My cold-or-whatever has calmed down, from a thundering sinus waterfall (well, not water, but let's stay with the Niagara imagery in lieu of anything more accurate, because ew) to a slightly stuffy nose, from headachy dizziness to the just the usual. I think I'll avoid grocery shopping for a day or two, because who wants to sneeze in a mask, to the alarm of those around you and your own, well, once again, ew.
Your cold? That's your own lookout, though I will point out that Winter has never been a great time to go kissing strangers, long before the pandemic. Eat right, wash your hands, mask up indoors away from home, don't go crowding indoors with strangers for extended periods of time, you know the drill.
The world's? Hey, let's talk. Omicron is, as I predicted, here and growing. If you took the other side of that bet, you should not play cards or dice for money: it was inevitable.

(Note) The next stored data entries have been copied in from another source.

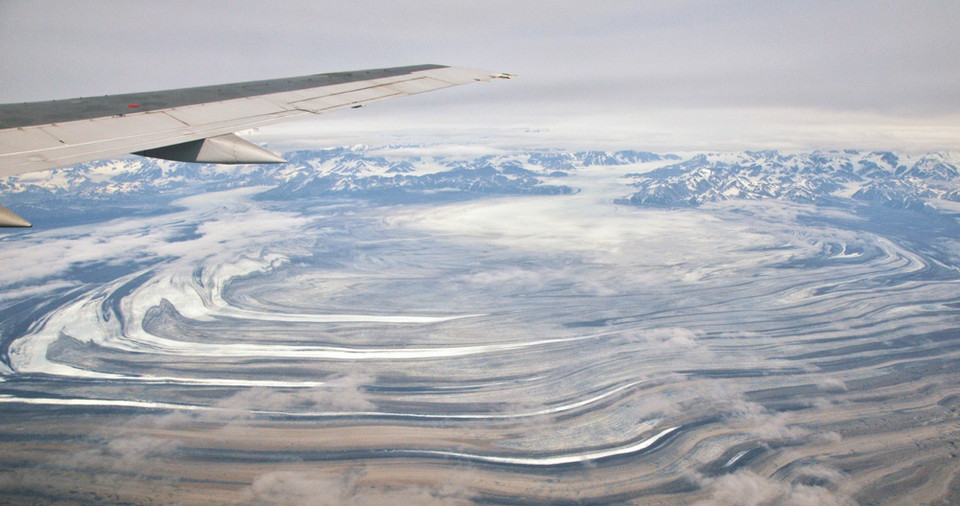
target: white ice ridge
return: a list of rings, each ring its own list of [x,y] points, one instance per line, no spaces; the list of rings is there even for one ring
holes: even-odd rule
[[[616,388],[612,388],[606,392],[603,392],[599,395],[591,397],[589,399],[584,399],[582,401],[571,402],[570,404],[563,404],[561,406],[555,406],[552,408],[545,408],[537,411],[530,411],[526,413],[495,413],[495,414],[466,414],[466,415],[456,415],[456,414],[445,414],[445,415],[433,415],[427,413],[401,413],[396,411],[264,411],[264,410],[255,410],[251,411],[252,413],[258,415],[268,415],[268,416],[288,416],[288,417],[324,417],[324,416],[370,416],[370,417],[392,417],[392,418],[411,418],[411,419],[421,419],[421,420],[433,420],[433,419],[443,419],[443,420],[511,420],[517,418],[528,418],[533,416],[542,416],[542,415],[551,415],[563,413],[566,411],[571,411],[577,408],[582,408],[590,404],[600,402],[608,397],[616,395],[630,387],[634,387],[644,383],[643,381],[634,381],[626,385],[621,385]]]
[[[173,299],[181,313],[202,313],[209,319],[213,315],[229,316],[234,318],[257,319],[281,322],[354,322],[354,323],[390,323],[390,324],[430,324],[445,322],[461,318],[472,318],[482,315],[362,315],[362,314],[278,314],[265,312],[250,312],[226,306],[213,306],[203,302],[201,294],[184,287],[179,291],[165,290],[153,296],[144,297],[144,293],[151,293],[156,288],[156,280],[141,287],[133,294],[124,297],[121,302],[122,320],[118,318],[104,318],[102,314],[102,299],[114,293],[123,283],[134,276],[128,276],[113,283],[111,286],[97,290],[86,297],[74,301],[70,305],[51,313],[47,321],[33,334],[26,335],[12,343],[9,350],[11,368],[17,372],[36,372],[57,376],[89,377],[106,379],[136,379],[133,375],[114,375],[83,371],[66,364],[55,363],[47,359],[47,350],[62,334],[69,335],[82,342],[93,342],[110,349],[129,352],[159,353],[166,355],[193,355],[193,356],[230,356],[230,357],[284,357],[284,358],[426,358],[448,357],[480,353],[484,349],[454,349],[434,350],[417,349],[391,352],[387,350],[356,350],[350,348],[328,347],[298,347],[272,346],[263,344],[202,344],[188,343],[177,340],[163,339],[146,332],[142,321],[149,307],[153,307],[161,298]],[[192,296],[191,296],[192,293]],[[188,310],[188,308],[192,309]],[[194,315],[197,316],[197,315]],[[126,323],[124,323],[124,321]],[[495,348],[490,348],[493,350]],[[170,382],[176,378],[163,378]],[[199,383],[201,380],[190,381]],[[242,385],[242,382],[231,383]],[[269,383],[254,383],[259,386],[304,386],[280,385]],[[312,385],[306,385],[312,386]]]
[[[287,261],[281,255],[271,254],[264,255],[264,258],[243,258],[236,259],[232,263],[218,264],[209,268],[202,285],[197,284],[191,276],[180,272],[157,276],[123,298],[120,302],[121,313],[130,322],[140,322],[143,321],[149,310],[158,306],[161,301],[166,300],[181,315],[199,321],[213,321],[218,317],[227,317],[284,323],[429,324],[485,316],[483,314],[424,316],[267,312],[234,307],[223,298],[224,287],[232,279],[255,272],[268,272]],[[135,276],[127,276],[121,282],[114,283],[113,287],[106,293],[113,292],[119,286],[122,286],[123,282],[133,279]],[[96,302],[93,297],[90,298],[90,301]]]
[[[57,311],[34,334],[18,339],[10,347],[9,355],[13,369],[18,372],[45,373],[58,376],[97,377],[136,380],[134,375],[114,375],[84,371],[47,359],[47,349],[59,339],[61,333],[84,341],[92,341],[111,349],[129,352],[143,352],[163,355],[190,357],[241,357],[241,358],[296,358],[321,360],[411,360],[427,358],[452,358],[470,355],[520,350],[551,344],[593,339],[605,334],[574,336],[565,338],[540,339],[535,341],[497,343],[487,345],[449,346],[449,347],[398,347],[398,348],[351,348],[337,346],[292,346],[265,345],[262,343],[191,343],[157,337],[146,332],[134,320],[134,324],[121,327],[114,320],[105,321],[99,316],[101,304],[93,296],[77,301]],[[128,313],[129,314],[129,313]],[[278,315],[270,315],[276,319]],[[393,316],[404,320],[423,318],[464,318],[456,315],[449,317]],[[369,318],[357,316],[357,318]],[[148,380],[149,377],[142,377]],[[163,378],[164,380],[168,378]],[[176,378],[169,378],[176,381]],[[264,385],[271,386],[271,385]],[[303,385],[296,385],[303,386]]]
[[[412,360],[427,358],[454,358],[470,355],[481,355],[512,350],[521,350],[550,344],[568,343],[593,339],[599,334],[540,339],[514,343],[482,344],[471,346],[448,346],[431,348],[348,348],[342,346],[289,346],[265,344],[207,344],[187,343],[172,339],[158,338],[144,333],[147,336],[142,342],[129,339],[122,342],[112,342],[112,348],[127,351],[142,351],[153,354],[179,355],[189,357],[240,357],[240,358],[297,358],[320,360]],[[17,370],[26,372],[18,363]],[[30,370],[30,372],[47,372],[45,370]],[[55,374],[55,373],[53,373]]]
[[[280,380],[245,380],[224,378],[186,378],[174,376],[134,376],[114,374],[111,379],[122,381],[136,381],[146,384],[161,385],[196,385],[214,387],[260,387],[260,388],[316,388],[323,386],[322,381],[280,381]]]
[[[455,358],[470,355],[496,353],[520,350],[550,344],[567,343],[593,339],[602,334],[576,336],[567,338],[541,339],[520,343],[501,343],[475,346],[451,346],[445,348],[390,348],[390,349],[359,349],[329,346],[265,346],[262,344],[202,344],[184,343],[169,339],[153,338],[144,346],[130,346],[131,341],[123,343],[113,342],[114,348],[129,351],[145,351],[155,354],[181,355],[191,357],[256,357],[256,358],[297,358],[321,360],[412,360],[426,358]],[[32,336],[31,336],[32,337]],[[53,342],[53,339],[49,340]],[[270,380],[224,380],[224,379],[191,379],[176,377],[153,377],[138,375],[123,375],[102,373],[78,369],[51,362],[46,358],[46,346],[25,346],[30,340],[22,339],[16,344],[20,346],[10,353],[11,361],[19,372],[42,373],[54,376],[101,378],[142,382],[168,382],[181,384],[210,384],[220,386],[264,386],[264,387],[313,387],[323,383],[317,382],[277,382]]]
[[[472,453],[446,452],[439,450],[398,450],[400,453],[413,453],[416,455],[436,455],[438,457],[456,457],[469,460],[478,460],[481,462],[490,462],[492,464],[516,464],[521,466],[557,466],[563,464],[575,464],[578,462],[589,462],[616,455],[627,455],[630,453],[646,450],[653,446],[657,441],[663,439],[668,434],[679,429],[680,426],[670,427],[658,432],[656,435],[644,439],[639,443],[620,448],[611,448],[596,452],[580,453],[576,455],[559,455],[554,457],[497,457],[495,455],[477,455]]]
[[[451,316],[407,316],[407,315],[369,315],[369,314],[304,314],[304,313],[266,313],[249,311],[233,307],[219,308],[212,314],[244,320],[259,320],[284,323],[442,323],[462,318],[477,318],[484,314],[466,314]]]
[[[734,455],[730,460],[727,461],[726,464],[723,465],[723,468],[726,469],[726,468],[734,465],[738,460],[740,460],[741,457],[743,457],[744,455],[746,455],[747,452],[749,452],[749,451],[750,451],[750,450],[743,450],[742,452]]]
[[[190,380],[181,380],[181,382],[189,383]],[[217,380],[210,380],[210,382],[203,382],[200,384],[210,384],[210,385],[220,385],[221,383],[215,383]],[[224,382],[230,380],[223,380]],[[270,383],[270,382],[261,382],[261,383]],[[289,388],[291,386],[319,386],[323,383],[315,383],[313,385],[306,384],[293,384],[293,382],[274,382],[278,383],[277,385],[265,385],[257,384],[256,386],[276,386],[282,388]],[[542,409],[538,411],[531,411],[527,413],[509,413],[509,414],[491,414],[491,415],[480,415],[480,414],[469,414],[469,415],[432,415],[425,413],[400,413],[400,412],[390,412],[390,411],[274,411],[274,410],[260,410],[254,409],[247,411],[253,415],[264,415],[264,416],[284,416],[284,417],[334,417],[334,416],[369,416],[369,417],[394,417],[394,418],[410,418],[410,419],[421,419],[421,420],[432,420],[432,419],[457,419],[457,420],[505,420],[505,419],[517,419],[517,418],[527,418],[533,416],[542,416],[547,414],[558,414],[565,411],[570,411],[576,408],[583,406],[588,406],[590,404],[602,401],[612,395],[615,395],[619,392],[622,392],[630,387],[639,385],[643,383],[642,381],[635,381],[626,385],[621,385],[617,388],[610,389],[606,392],[603,392],[600,395],[591,397],[578,402],[573,402],[570,404],[564,404],[561,406],[556,406],[553,408]],[[223,383],[224,386],[234,386],[230,383]],[[176,409],[176,410],[188,410],[188,411],[222,411],[224,408],[213,407],[213,406],[199,406],[195,404],[171,404],[166,402],[146,402],[146,401],[135,401],[135,400],[122,400],[122,399],[66,399],[66,398],[45,398],[45,397],[15,397],[8,394],[0,394],[0,403],[21,403],[21,404],[42,404],[42,405],[60,405],[60,406],[117,406],[117,407],[130,407],[130,408],[140,408],[140,409]],[[229,410],[235,411],[235,410]],[[654,422],[650,422],[653,424]]]
[[[49,397],[14,397],[0,394],[0,404],[38,404],[45,406],[110,406],[120,408],[179,409],[205,411],[213,408],[192,404],[171,404],[168,402],[129,401],[123,399],[54,399]]]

Omicron may -- may -- be milder. Optimists have been claiming that all such viruses "evolve to become less deadly" but that ain't necessarily so (as the eminent Dr. Gershwin tells us). There's some pressure on them to become more transmissible, especially as we do things that reduce transmission -- and a virus that kills a large proportion of the host population quickly is not very effectively transmissible, no matter how infectious it is. (The horrible truth is that this is what has, so far, kept dire things like ebola in check: they're too deadly to get far.) But a virus that makes a lot of people fairly sick for a longer period of time while striking down a few can circulate for a long time -- smallpox and polio being good examples, deadly but not universally so and never what any of us would call mild. The data on Omicron so far comes from populations with relatively high rates of vaccination; it may only be milder for vaccinated people. We'll know in a couple of weeks. Even a "mild" version is still a worry if you have risk factors like being elderly, immune system problems, heart or lung issues, are very overweight and so on. We've all gotten this far, so keep on keeping on. (I'd tell you to get vaccinated but by now if you want one, you know where to get it.)

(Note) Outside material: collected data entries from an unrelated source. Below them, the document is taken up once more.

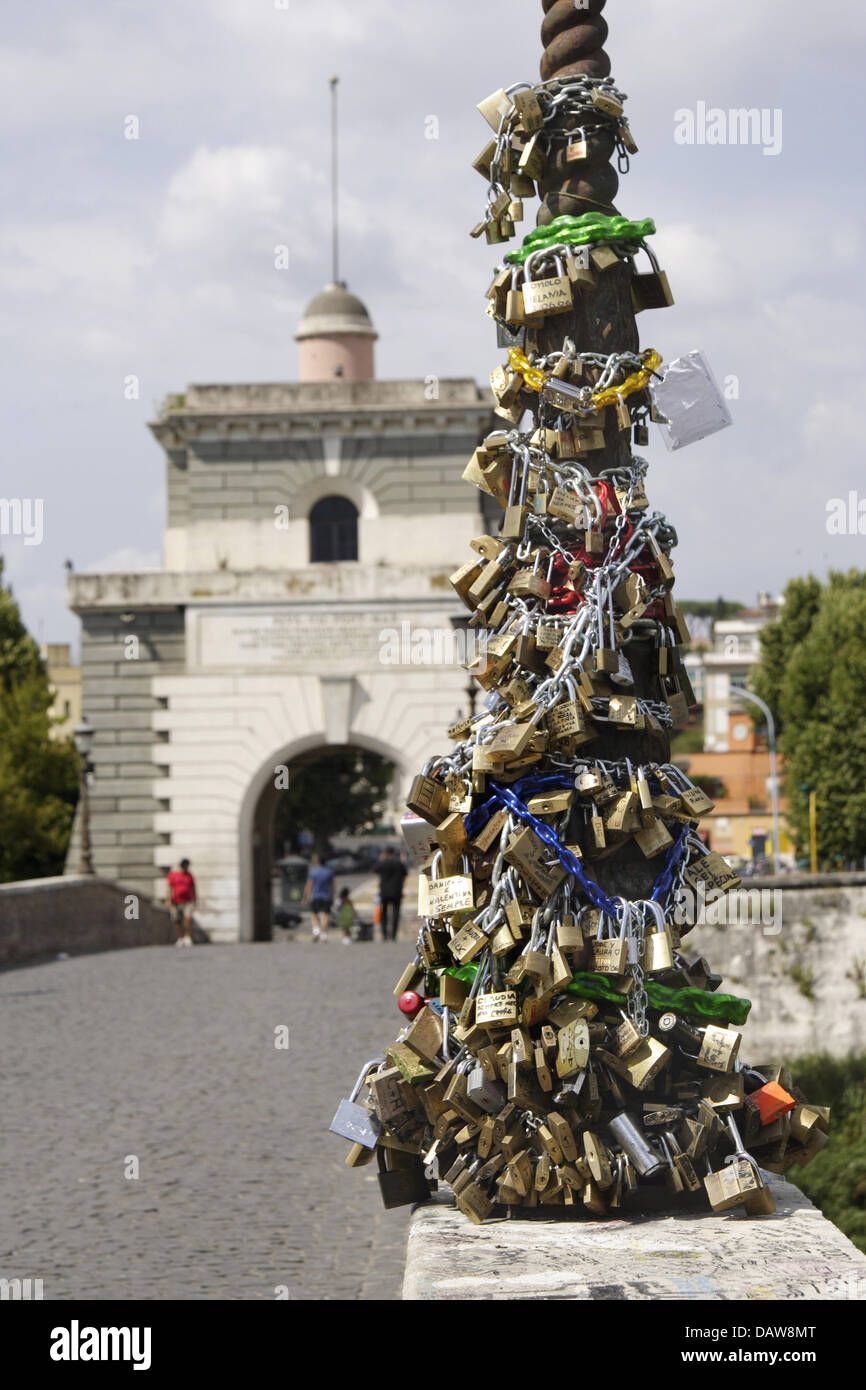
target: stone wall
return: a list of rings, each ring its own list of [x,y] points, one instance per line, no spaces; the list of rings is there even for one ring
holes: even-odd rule
[[[182,670],[186,659],[181,609],[89,612],[82,616],[82,706],[95,729],[91,760],[90,840],[93,867],[120,878],[130,891],[159,892],[154,829],[160,810],[153,787],[160,775],[160,736],[153,715],[160,701],[153,677]],[[79,825],[66,859],[80,864]]]
[[[0,884],[0,966],[61,951],[74,956],[124,946],[167,946],[174,939],[164,907],[102,878]]]
[[[744,879],[741,891],[764,920],[698,926],[684,948],[752,1000],[744,1060],[866,1049],[866,875]]]
[[[866,1256],[796,1187],[766,1176],[776,1211],[754,1217],[739,1207],[718,1214],[674,1207],[625,1219],[473,1226],[443,1189],[412,1217],[403,1298],[866,1299]]]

There's still the occasional complaint (mostly from pundits who ought to know better) that the U. S. doesn't do enough checking on which variants are circulating here. I don't know if we can; this country has the third-largest population in the world. Just the approximate two-thirds share of Americans who are vaccinated is more people than any other country on Earth except four or five, and the unvaccinated by themselves are more people than all but nine other countries: in this, as in many other things, there are so many of us that gathering really detailed data is a staggering task.
Getting through this is a less staggering effort. It's the same slog, and with the observed rate of spread, it'll probably peak more quickly than earlier waves. Be prepared, and don't lose hope.